Description
Walter knew that what happened in the first seven years of his life hadn’t, necessarily, determined what had happened in the rest of his life but he also knew that in the first seven years his mold was cast, in the second seven years it had hardened, and by the end of the third seven years, his form was pretty much set. He was well beyond the age of twenty-one, over twice that age, by the time he started to feel that he wasn’t living an authentic life. He remembered all the sins that he had committed but he felt neither guilt nor pride in the work he’d done at The Committee’s bidding. What he did feel was tired and angry; tired of living a life that had been programmed into him, and angry with what had been done to the child that he had once been. His anger was aimed at himself as much as it was at anyone else. Walter wondered why people have to learn obliquely, through metaphors and parables and then why, in his case, it was taking so long. What he couldn’t yet admit was that he was seeking unconditional acceptance and, since he hadn’t received it from his parents, he had been seeking it from others. What he didn’t understand was that he could only receive it from himself.

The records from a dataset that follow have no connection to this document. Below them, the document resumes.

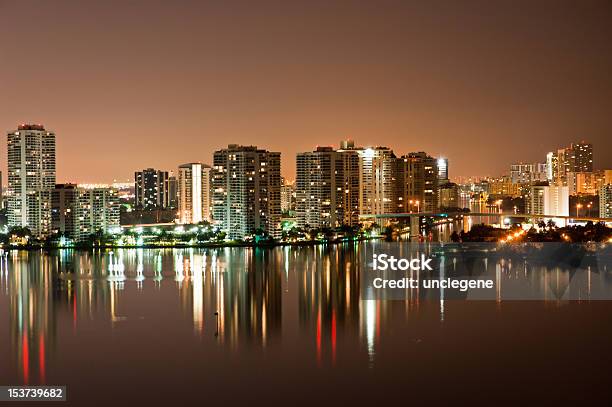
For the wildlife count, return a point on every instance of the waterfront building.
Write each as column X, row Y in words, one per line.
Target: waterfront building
column 442, row 171
column 194, row 193
column 172, row 191
column 246, row 186
column 578, row 157
column 78, row 212
column 31, row 176
column 503, row 187
column 288, row 196
column 98, row 210
column 449, row 195
column 151, row 189
column 378, row 188
column 521, row 173
column 605, row 201
column 548, row 200
column 327, row 188
column 64, row 213
column 417, row 183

To have seen what happened next, Walter would have had to turn his head around and, though his chains were loosened, his mind was still conditioned to focus on the shadows rather than the real things from which they were cast. In reality, the storm that the calcite created was only the name of things that we cannot see and the mistake of accepting what appeared as reality. Above him, there was a crack in the sky through which the clear depth of the Void appeared.
As Big Head stared at the godlike beauty that was held aloft by the swirling wind before him, his mask twisted from that of the victor to one of the vanquished. Hand in hand with Terror, and without her eye patch, stood Sketcho Shiva; her beautiful face calmly looking down on him.